Publié le 05/09/2014 à 16H45
Un conflit opposant la Direction d'une Société Générale locale au CHSCT et à ses élus Cfdt.

Nous sommes en fév. 2014 à Agen, dans les locaux de la Société Générale, situés Boulevard Wilson.

La Direction, sur décision unilatérale, décide de faire effectuer des travaux. Le CHSCT, jouant son rôle, mandate un expert le 13 du mois afin de vérifier la faisabilité du chantier.

Le chef d’Établissement, souhaitant certainement asseoir son autorité, refuse tout contact avec l’expert et fait réaliser les travaux dès le 14 février.

La Société Générale et son responsable local conteste donc le droit du CHSCT à mandater l’expertise. Pour obtenir satisfaction, ils assignent en référé les élus du CHSCT au TGI d’Agen le 25 avril 2014 (soit après 2 mois et 12 jours).
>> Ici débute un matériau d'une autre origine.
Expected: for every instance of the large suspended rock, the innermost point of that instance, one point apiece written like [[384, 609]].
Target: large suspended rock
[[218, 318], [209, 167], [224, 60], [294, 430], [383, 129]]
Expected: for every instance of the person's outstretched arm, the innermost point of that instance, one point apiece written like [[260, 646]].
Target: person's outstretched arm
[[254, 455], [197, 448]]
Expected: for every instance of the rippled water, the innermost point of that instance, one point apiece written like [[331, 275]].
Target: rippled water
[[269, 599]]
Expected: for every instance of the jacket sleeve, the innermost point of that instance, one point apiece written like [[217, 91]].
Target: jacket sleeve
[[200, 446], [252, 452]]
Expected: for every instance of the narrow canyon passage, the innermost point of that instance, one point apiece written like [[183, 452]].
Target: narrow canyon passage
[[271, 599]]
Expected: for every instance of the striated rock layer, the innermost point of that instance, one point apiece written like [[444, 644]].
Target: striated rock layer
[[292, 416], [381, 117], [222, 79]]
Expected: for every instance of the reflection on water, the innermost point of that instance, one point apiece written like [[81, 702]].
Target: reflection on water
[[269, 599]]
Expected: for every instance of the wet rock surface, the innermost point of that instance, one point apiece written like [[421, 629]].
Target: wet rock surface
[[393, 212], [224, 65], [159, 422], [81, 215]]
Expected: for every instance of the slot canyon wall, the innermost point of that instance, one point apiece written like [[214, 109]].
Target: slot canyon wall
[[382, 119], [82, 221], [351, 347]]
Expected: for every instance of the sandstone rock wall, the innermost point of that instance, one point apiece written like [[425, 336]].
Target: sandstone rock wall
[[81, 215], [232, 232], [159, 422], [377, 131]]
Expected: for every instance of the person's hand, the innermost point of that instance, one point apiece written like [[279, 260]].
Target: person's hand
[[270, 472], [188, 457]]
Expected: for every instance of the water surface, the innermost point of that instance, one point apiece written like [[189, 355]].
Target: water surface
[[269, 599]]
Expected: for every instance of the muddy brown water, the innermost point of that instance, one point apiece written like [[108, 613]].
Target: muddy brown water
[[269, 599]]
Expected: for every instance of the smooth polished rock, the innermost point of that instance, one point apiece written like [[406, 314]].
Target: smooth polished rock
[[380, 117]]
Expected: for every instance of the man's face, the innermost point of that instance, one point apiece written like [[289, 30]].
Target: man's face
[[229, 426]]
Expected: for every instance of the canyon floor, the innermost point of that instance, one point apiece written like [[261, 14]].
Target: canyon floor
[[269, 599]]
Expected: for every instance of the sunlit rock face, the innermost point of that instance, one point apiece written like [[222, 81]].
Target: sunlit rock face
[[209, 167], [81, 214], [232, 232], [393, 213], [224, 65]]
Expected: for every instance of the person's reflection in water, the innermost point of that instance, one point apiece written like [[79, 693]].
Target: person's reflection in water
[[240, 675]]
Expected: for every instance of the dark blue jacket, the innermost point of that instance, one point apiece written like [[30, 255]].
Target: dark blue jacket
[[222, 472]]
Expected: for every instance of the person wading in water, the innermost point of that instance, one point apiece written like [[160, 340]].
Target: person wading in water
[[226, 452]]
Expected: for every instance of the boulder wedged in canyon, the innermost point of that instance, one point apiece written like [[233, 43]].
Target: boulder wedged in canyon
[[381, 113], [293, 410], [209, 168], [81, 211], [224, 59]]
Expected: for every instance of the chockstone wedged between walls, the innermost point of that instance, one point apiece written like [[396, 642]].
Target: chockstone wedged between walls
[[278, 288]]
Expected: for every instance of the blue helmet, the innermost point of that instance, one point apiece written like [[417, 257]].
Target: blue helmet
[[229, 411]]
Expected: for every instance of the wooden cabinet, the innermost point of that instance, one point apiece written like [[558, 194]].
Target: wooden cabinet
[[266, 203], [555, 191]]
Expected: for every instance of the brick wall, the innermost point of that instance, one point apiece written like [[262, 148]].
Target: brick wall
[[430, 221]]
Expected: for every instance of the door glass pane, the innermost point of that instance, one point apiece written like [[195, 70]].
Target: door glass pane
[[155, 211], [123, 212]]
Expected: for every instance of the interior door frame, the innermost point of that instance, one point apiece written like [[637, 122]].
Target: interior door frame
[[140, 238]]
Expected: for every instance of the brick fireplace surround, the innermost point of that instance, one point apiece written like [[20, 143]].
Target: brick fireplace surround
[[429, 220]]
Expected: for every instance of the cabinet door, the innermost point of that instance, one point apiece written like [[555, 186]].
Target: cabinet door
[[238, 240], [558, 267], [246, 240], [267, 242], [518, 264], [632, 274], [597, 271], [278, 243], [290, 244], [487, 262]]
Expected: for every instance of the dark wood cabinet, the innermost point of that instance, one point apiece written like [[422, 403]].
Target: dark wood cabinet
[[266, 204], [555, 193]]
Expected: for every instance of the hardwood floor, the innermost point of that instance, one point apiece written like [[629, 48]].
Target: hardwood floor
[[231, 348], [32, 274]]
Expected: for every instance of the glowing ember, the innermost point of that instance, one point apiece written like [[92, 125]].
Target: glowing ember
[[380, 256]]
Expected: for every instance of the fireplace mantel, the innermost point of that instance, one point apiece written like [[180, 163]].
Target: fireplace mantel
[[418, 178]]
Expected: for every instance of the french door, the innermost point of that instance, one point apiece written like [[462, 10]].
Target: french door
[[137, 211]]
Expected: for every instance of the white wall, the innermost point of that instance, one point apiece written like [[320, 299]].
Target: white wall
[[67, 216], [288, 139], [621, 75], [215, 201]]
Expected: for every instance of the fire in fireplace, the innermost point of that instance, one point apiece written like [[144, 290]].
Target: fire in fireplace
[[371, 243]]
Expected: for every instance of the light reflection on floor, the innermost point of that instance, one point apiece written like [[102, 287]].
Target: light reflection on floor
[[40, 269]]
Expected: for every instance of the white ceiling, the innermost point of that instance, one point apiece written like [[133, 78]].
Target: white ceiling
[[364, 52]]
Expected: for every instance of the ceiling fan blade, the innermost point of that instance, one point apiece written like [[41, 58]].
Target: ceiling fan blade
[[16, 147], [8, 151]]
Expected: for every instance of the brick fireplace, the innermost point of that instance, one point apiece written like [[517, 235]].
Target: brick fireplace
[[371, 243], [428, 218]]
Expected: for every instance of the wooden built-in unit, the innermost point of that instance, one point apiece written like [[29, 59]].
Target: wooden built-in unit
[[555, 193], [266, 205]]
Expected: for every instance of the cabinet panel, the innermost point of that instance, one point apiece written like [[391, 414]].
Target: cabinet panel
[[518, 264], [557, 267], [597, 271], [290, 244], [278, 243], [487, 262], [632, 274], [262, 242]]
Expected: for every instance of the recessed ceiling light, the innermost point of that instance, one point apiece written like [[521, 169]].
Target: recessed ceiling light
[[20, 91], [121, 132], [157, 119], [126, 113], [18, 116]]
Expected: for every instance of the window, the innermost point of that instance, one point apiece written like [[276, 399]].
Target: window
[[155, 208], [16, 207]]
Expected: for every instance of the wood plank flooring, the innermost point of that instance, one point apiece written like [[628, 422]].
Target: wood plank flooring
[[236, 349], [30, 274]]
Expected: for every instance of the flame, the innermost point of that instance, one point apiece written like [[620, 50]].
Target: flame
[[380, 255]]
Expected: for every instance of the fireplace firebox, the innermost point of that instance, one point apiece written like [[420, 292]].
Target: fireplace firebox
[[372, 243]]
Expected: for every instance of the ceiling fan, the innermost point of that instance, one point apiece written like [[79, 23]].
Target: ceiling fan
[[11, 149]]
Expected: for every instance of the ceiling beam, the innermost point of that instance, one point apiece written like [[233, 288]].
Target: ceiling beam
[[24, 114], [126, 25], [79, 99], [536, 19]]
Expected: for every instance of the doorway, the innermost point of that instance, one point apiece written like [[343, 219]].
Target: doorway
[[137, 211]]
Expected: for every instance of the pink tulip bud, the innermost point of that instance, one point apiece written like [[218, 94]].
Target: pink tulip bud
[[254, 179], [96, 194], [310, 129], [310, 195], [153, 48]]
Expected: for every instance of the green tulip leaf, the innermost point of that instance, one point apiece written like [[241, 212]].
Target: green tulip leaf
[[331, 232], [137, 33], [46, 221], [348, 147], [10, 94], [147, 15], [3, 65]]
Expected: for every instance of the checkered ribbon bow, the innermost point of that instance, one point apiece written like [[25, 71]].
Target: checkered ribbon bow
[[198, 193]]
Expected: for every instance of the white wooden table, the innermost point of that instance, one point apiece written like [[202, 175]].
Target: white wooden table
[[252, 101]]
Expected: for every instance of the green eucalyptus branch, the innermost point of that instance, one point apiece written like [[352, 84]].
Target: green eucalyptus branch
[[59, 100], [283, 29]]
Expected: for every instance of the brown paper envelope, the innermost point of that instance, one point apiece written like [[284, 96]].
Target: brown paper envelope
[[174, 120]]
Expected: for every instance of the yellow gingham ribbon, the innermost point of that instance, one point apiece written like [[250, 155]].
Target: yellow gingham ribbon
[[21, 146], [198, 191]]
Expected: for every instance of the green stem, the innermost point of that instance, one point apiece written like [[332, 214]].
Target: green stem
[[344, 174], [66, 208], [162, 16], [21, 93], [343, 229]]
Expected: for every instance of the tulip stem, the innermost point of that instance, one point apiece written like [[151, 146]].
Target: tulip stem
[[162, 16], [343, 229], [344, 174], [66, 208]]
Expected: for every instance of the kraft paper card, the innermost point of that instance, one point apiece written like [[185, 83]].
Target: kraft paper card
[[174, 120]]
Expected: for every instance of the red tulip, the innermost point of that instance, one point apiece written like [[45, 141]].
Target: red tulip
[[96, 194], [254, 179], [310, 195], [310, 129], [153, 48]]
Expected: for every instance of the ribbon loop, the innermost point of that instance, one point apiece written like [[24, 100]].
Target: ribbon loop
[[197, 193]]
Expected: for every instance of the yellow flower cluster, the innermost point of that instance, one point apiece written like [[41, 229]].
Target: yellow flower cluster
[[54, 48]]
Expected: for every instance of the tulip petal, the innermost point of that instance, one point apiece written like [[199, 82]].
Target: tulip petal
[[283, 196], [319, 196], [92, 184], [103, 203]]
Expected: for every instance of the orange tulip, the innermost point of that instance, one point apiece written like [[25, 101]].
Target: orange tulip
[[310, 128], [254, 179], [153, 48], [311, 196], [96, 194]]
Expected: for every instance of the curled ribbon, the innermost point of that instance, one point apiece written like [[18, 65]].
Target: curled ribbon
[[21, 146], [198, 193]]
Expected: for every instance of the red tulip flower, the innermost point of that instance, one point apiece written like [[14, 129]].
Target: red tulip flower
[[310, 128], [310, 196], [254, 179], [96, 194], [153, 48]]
Les plaidoiries ont eu lieu le 10 juin 2014, et le verdict vient d’être rendu public.

Le Tribunal a estimé :

- que le recours de la direction sous forme de référé aurait dû impliquer une saisine du Juge dans un bref délai pour ne pas constituer un abus ou une entrave.

- que cette action ne pouvait s’exercer que contre la secrétaire et non tous les élus.

- qu’avoir ordonné les travaux, dès le lendemain de la consultation, faisait fi de toute considération de l’étendue de la mission du CHSCT.

En conséquence de quoi, La contestation de  la Société Générale est irrecevable.

Sa direction est donc déboutée.

Le droit à expertise (CHSCT) est reconnu et la SG est condamnée à tous les frais engagés et contraints par sa procédure.

Nous saluons la détermination des élus CFDT du CHSCT à faire respecter le Droit du Travail, qui est confirmée par la Justice.  
La SG a annoncé qu’elle ne fera pas appel.

L'action de la CFDT est soutenue par la DIRECCTE (inspection du travail) qui fait un sévère rappel à l'ordre au représentant de la direction de la SG (lettre en PJ).